Thailand's economy expanded for the first time in nine months, or three quarters, in the July to September quarter, but at a slower pace than expected, heightening the possibility that the nation's central bank will continue to keep rates low in order to coax up domestic demand and strengthen growth, Reuters reports.

Thailand’s gross domestic product climbed 1.3 percent in the three months from the previous quarter, the National Economic & Social Development Board, or NESDB, said in Bangkok Monday. That was up from a revised flat reading in the prior quarter. But expectations for 1.7 percent GDP growth were missed, Reuters reports.

According to Bloomberg, the GDP in Southeast Asia's second-biggest economy after Indonesia grew 2.7 percent from a year earlier, compared to a median estimate of 2.9 percent in a Bloomberg survey of 15 analysts. GDP contracted 0.30 percent in the second quarter of 2013 over the previous quarter.

From 1993 until this year, the country's GDP averaged 1.0 percent growth, hitting an all-time high of 11.3 percent in March 2012 and a record low of -11.1 percent in December 2011. From 2000 to 2011, the Thai economy grew at an average of 1.1 percent quarter-on-quarter, helped along by industrial and agricultural exports and, to a lesser extent, by domestic consumption. However, as exports weakened in 2013 and 2012 due to external economic shocks, domestic and public consumption became the main source of expansion.
According to Bloomberg, Prime Minister Yingluck Shinawatra’s administration has tried to quicken budget disbursement and boost local demand as plans to spend 2 trillion baht ($63 billion) on infrastructure and 350 billion baht on water management projects have been stalled.
In October, consumer confidence fell to the lowest level in 20 months amid protests against a bill that would have provided amnesty for political offenses.

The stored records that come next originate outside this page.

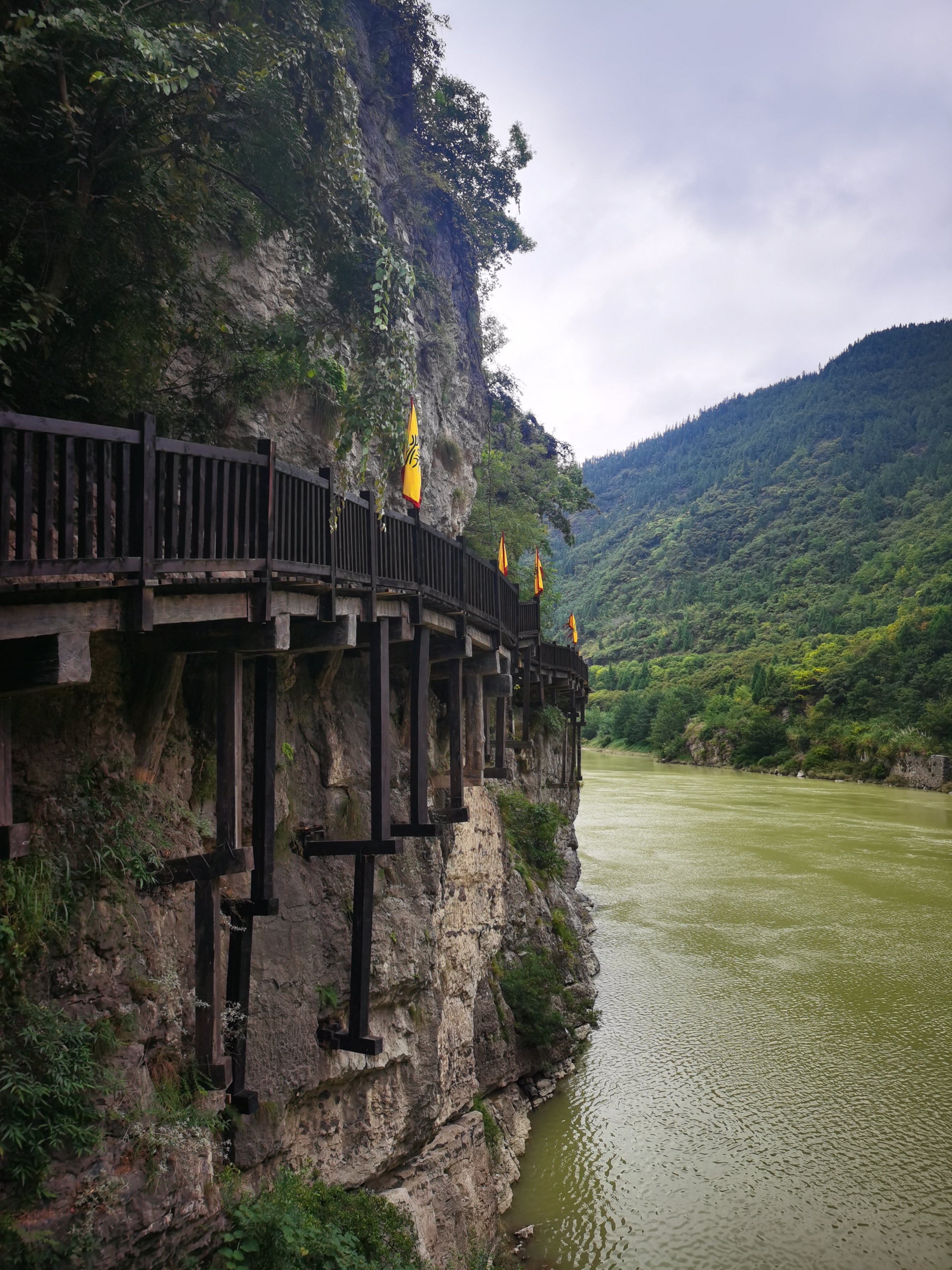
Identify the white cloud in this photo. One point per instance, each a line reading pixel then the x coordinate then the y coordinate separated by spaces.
pixel 724 194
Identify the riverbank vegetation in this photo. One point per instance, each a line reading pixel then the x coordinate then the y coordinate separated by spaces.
pixel 771 585
pixel 840 705
pixel 529 487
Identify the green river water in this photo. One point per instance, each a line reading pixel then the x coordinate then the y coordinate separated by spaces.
pixel 772 1081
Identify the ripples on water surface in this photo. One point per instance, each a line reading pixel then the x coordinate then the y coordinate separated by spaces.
pixel 771 1085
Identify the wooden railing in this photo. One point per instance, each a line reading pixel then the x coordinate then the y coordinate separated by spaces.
pixel 558 657
pixel 78 498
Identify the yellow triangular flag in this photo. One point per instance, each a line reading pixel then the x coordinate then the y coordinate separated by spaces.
pixel 503 559
pixel 412 460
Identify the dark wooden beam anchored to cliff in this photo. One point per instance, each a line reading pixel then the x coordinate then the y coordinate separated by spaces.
pixel 263 902
pixel 14 839
pixel 357 1038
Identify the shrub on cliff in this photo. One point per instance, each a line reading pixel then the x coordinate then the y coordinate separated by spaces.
pixel 50 1071
pixel 531 987
pixel 531 830
pixel 300 1221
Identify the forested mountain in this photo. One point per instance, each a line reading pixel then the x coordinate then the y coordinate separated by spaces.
pixel 786 553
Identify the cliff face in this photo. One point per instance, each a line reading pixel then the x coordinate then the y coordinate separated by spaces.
pixel 447 915
pixel 451 394
pixel 450 914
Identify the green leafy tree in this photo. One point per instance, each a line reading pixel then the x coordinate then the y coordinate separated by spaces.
pixel 144 149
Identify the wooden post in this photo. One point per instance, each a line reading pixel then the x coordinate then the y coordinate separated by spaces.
pixel 228 807
pixel 578 742
pixel 263 902
pixel 380 731
pixel 455 717
pixel 419 717
pixel 155 711
pixel 209 1052
pixel 501 732
pixel 238 994
pixel 475 741
pixel 361 940
pixel 143 606
pixel 526 691
pixel 263 780
pixel 262 594
pixel 574 736
pixel 582 724
pixel 6 765
pixel 14 839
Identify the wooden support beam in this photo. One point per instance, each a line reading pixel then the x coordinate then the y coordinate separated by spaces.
pixel 526 691
pixel 315 849
pixel 419 727
pixel 263 902
pixel 577 741
pixel 230 635
pixel 228 805
pixel 501 728
pixel 209 1051
pixel 238 995
pixel 455 718
pixel 210 1060
pixel 154 712
pixel 45 662
pixel 498 685
pixel 450 649
pixel 400 629
pixel 483 664
pixel 357 1038
pixel 309 635
pixel 264 761
pixel 380 731
pixel 14 839
pixel 475 739
pixel 450 815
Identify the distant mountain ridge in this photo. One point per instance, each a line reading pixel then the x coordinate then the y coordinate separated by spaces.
pixel 819 505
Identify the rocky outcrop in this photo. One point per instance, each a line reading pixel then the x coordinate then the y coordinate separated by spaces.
pixel 922 771
pixel 449 914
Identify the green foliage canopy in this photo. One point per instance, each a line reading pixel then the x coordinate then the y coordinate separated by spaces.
pixel 529 483
pixel 143 150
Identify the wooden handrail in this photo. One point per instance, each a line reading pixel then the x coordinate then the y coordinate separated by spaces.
pixel 79 498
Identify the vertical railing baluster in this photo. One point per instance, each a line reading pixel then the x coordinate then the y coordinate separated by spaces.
pixel 7 437
pixel 174 496
pixel 46 497
pixel 235 496
pixel 163 468
pixel 241 545
pixel 202 510
pixel 215 501
pixel 122 501
pixel 87 477
pixel 25 496
pixel 188 489
pixel 68 500
pixel 104 498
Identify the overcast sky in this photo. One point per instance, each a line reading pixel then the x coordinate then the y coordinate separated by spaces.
pixel 724 194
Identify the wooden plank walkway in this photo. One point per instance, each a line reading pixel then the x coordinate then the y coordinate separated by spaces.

“Confidence appears to have taken a hit at least partly from the protests, and personal consumption looks to have weakened further in the fourth quarter so far,” Gundy Cahyadi, an economist at DBS Group Holdings Ltd. in Singapore, said. “We need to see if external demand picks up in 2014 and offsets some of the drag in the domestic economy. The government’s infrastructure spending is now more crucial than ever.”

The state agency cut its full-year expansion forecast to 3 percent from a range of 3.8 percent to 4.3 percent projected in August, Bloomberg reports. The economy, it said, could grow 4 percent to 5 percent in 2014, and the agency slashed its expectations of export growth to zero in 2013, from an earlier estimate of 5 percent.

The NESDB said household consumption dipped 1.2 percent last quarter from a year earlier. Public investment slumped 16.2 percent from a year ago as government construction and investment in machinery and equipment declined, it said.

“The political-risk factor normally hurts tourism,” Arkhom Termpittayapaisith, secretary-general of the state planning agency, told a news conference Monday. “So far we haven’t seen any impact on the economy.”

On Nov. 10, central bank Governor Prasarn Trairatvorakul said demonstrations that have drawn as many as 30,000 people have hurt tourism and investor confidence.

The Bank of Thailand last month held its benchmark interest rate at 2.5 percent for a third meeting. It is scheduled to meet Nov. 27.